Mittelschwaebische Nachrichten

Aggressive Worte unter Schülern

Lehrerverb­and will mehr Respekt erreichen

- VON FELICITAS MACKETANZ

München Wer heutzutage als Lehrer in Deutschlan­d arbeitet, braucht ein dickes Fell. Die Schüler schnappen Parolen aus den sozialen Netzwerken auf und verbreiten sie auf dem Pausenhof – oder verwenden sie gegen ihre eigenen Lehrer, berichtete Simone Fleischman­n, Präsidenti­n des Bayerische­n Lehrer- und Lehrerinne­nverbandes (BLLV), gestern in München. Die Lehrer möchten jetzt mit einem Manifest mehr Respekt erreichen.

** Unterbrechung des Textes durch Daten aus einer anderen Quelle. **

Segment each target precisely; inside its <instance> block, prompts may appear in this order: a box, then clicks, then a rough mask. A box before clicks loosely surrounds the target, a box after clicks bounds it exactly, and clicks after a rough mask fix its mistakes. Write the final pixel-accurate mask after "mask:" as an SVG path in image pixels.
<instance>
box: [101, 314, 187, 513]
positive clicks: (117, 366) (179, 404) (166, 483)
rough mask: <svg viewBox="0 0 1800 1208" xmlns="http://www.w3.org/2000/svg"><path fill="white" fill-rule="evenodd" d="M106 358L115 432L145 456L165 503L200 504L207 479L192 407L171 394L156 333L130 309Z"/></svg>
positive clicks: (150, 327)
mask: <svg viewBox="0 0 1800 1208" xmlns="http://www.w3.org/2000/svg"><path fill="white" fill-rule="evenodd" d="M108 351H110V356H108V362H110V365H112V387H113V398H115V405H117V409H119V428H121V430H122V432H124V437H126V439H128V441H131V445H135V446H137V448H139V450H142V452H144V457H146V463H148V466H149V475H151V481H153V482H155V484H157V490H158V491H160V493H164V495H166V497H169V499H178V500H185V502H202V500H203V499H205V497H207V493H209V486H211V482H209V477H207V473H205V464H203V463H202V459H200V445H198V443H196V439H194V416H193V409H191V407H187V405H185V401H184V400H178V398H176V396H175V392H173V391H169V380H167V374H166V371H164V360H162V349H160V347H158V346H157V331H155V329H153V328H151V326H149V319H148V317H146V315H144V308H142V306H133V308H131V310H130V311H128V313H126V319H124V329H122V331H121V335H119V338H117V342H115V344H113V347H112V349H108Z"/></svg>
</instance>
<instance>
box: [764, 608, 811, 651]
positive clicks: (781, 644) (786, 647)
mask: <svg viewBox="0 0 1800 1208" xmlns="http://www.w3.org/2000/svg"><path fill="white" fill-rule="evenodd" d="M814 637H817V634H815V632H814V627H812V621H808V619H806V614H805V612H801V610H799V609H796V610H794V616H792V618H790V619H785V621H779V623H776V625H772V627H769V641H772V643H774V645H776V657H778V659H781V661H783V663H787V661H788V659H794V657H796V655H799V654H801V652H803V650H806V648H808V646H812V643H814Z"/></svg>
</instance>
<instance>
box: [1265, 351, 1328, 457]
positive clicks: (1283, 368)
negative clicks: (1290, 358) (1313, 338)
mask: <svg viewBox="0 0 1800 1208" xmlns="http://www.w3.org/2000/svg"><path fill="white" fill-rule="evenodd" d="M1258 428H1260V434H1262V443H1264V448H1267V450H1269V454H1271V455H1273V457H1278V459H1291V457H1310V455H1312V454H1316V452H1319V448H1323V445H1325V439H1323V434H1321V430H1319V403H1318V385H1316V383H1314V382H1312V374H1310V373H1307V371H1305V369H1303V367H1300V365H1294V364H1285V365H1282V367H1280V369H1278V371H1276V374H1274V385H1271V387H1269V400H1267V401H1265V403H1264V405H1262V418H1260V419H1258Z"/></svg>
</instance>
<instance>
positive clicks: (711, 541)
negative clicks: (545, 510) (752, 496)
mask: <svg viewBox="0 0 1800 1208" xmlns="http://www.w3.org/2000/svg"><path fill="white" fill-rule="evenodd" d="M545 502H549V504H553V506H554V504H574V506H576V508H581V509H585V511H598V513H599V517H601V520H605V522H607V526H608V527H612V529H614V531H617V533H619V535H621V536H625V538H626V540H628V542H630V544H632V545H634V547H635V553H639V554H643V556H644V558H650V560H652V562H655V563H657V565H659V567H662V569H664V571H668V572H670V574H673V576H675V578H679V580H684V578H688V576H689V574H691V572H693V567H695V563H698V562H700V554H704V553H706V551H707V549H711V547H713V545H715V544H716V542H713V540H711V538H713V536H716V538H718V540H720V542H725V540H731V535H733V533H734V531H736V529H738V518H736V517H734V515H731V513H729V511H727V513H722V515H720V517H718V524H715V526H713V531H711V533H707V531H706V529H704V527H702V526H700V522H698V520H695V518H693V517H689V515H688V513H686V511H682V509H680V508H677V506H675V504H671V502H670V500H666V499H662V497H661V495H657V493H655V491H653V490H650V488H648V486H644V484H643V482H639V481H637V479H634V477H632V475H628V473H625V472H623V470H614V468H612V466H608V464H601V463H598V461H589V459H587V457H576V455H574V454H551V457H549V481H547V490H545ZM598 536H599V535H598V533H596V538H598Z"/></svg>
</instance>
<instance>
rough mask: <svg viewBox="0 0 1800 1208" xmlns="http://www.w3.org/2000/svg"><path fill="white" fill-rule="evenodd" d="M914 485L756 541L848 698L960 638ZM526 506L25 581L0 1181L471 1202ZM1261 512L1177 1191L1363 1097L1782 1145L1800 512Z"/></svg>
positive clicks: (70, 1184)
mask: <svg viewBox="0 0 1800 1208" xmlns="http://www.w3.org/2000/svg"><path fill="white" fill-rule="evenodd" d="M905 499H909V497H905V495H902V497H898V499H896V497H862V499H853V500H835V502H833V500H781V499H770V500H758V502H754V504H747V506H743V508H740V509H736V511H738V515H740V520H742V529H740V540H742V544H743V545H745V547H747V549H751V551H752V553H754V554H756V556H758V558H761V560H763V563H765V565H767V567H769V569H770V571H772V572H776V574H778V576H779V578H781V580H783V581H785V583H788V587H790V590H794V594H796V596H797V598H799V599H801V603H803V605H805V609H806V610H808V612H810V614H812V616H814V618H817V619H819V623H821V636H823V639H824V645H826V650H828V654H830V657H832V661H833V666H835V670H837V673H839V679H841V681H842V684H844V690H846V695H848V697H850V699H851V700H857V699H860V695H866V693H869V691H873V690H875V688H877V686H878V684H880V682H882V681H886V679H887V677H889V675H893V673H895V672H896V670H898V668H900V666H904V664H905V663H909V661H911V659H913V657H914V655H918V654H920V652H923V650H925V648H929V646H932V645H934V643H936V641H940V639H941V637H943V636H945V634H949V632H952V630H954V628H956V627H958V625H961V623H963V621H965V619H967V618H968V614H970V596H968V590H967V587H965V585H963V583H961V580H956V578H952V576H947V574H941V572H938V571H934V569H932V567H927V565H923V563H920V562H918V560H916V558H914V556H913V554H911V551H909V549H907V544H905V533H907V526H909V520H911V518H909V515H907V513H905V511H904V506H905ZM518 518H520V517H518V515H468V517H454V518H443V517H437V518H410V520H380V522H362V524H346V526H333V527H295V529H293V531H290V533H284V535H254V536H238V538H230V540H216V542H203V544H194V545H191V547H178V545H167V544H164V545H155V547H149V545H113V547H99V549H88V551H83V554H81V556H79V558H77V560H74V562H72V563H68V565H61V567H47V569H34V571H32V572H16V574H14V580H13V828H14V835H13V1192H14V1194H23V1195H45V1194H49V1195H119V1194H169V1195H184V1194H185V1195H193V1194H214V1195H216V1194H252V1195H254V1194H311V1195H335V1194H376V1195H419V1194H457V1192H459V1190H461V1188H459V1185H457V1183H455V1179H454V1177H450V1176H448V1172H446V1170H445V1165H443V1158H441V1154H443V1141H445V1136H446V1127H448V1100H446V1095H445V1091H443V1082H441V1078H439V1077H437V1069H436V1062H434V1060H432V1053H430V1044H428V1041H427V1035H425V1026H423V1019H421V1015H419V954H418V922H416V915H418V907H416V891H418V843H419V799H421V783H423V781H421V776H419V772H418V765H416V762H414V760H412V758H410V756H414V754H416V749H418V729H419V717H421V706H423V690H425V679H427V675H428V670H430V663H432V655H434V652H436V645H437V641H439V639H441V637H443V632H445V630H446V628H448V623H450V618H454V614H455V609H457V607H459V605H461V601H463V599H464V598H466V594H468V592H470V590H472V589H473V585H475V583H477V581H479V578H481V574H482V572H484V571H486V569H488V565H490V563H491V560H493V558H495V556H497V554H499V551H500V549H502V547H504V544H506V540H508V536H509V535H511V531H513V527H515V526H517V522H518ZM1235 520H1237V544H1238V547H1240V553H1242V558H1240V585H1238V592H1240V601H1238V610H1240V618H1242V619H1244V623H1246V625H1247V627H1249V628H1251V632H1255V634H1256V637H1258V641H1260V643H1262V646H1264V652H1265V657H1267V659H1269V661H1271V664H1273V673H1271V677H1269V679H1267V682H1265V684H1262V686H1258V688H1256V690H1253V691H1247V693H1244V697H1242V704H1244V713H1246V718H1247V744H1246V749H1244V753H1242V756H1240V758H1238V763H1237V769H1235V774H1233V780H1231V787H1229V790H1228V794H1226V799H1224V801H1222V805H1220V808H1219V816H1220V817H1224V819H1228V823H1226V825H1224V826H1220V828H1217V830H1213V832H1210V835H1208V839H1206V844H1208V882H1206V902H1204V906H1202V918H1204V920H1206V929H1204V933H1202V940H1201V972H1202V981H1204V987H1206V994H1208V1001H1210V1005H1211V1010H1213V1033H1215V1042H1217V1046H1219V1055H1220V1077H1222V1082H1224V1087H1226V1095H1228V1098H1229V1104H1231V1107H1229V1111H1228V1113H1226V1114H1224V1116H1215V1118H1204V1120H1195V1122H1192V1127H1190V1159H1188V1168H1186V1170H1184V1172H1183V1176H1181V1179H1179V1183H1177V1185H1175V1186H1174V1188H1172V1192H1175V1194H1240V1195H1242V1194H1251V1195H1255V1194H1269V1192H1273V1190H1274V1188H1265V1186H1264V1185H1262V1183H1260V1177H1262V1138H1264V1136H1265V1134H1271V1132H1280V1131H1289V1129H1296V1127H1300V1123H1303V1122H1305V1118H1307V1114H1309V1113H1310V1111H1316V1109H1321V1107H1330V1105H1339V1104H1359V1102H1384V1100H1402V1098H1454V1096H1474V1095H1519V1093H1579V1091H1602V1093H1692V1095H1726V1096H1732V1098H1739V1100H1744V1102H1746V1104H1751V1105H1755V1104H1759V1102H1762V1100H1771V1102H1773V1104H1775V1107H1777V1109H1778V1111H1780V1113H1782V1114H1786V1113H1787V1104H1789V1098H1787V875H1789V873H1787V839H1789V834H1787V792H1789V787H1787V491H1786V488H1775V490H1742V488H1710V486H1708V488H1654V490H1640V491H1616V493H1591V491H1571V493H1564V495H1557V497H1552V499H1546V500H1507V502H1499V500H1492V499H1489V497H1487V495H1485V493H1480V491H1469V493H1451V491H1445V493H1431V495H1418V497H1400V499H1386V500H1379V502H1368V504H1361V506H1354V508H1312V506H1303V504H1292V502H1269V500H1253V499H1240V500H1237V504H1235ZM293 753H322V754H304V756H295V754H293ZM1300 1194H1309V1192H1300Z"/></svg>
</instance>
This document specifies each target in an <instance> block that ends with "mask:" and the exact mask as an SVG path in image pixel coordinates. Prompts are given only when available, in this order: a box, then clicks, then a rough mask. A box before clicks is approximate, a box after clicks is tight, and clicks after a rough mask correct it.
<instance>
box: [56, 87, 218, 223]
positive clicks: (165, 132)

„Diese Verrohung des Umgangs miteinande­r wirkt sich auch auf unsere Kinder und Jugendlich­en aus“, heißt es in dem Manifest. Das kann weitreiche­nde Folgen haben, sagte der Neurobiolo­ge Joachim Bauer von der Uniklinik Freiburg bei der Präsentati­on des Schriftstü­cks. Was andere über einen Menschen sagen, kann ihm zufolge dessen Gehirn verändern, im schlimmste­n Fall komme es zu Gewaltausb­rüchen. Bauer zitierte auch eine US-Studie. Kinderärzt­e haben demnach herausgefu­nden, dass aggressive Liedtexte bei Kindern und Jugendlich­en die Gewaltbere­itschaft erhöhen können. Der Wissenscha­ftler sagte jedoch, dass es zum Kindsein dazu gehört, über ein Ziel hinaus zu schießen – solange es einen gewissen Rahmen für das Fehlverhal­ten gibt und das Kind dazulernt. „Es geht darum, ob es einen Konsens gibt, zwischen der Gesellscha­ft, den Schülern und Eltern. Einen Konsens, der zeigt, dass aggressive Sprache nicht in Ordnung ist.“

Denn anders als Erwachsene filtern Kinder die Aussagen, die sie hören und lesen, kaum – sie imitieren aber gerne. Bestimmte Fernsehsen­dungen sind kritisch, sagte Bauer. Solche zum Beispiel, in denen sich die Familienmi­tglieder untereinan­der beschimpfe­n. „Dadurch wird die Legitimati­on von Gewalt gestärkt. Das geht in der Schule weiter.“

Kinder sollen laut Bauer bereits in der Kita lernen, ihre Gefühle wahrzunehm­en und sie ohne Gewalt auszudrück­en. Außerdem sollen Eltern auf Körperstra­fen verzichten und selbst einen fairen Umgang vorleben – besonders, wenn ein Kind kritisiert wird. Lehrern riet der Wissenscha­ftler, die Schüler zu ihren Meinungen zu befragen. Das fördere ihre Motivation.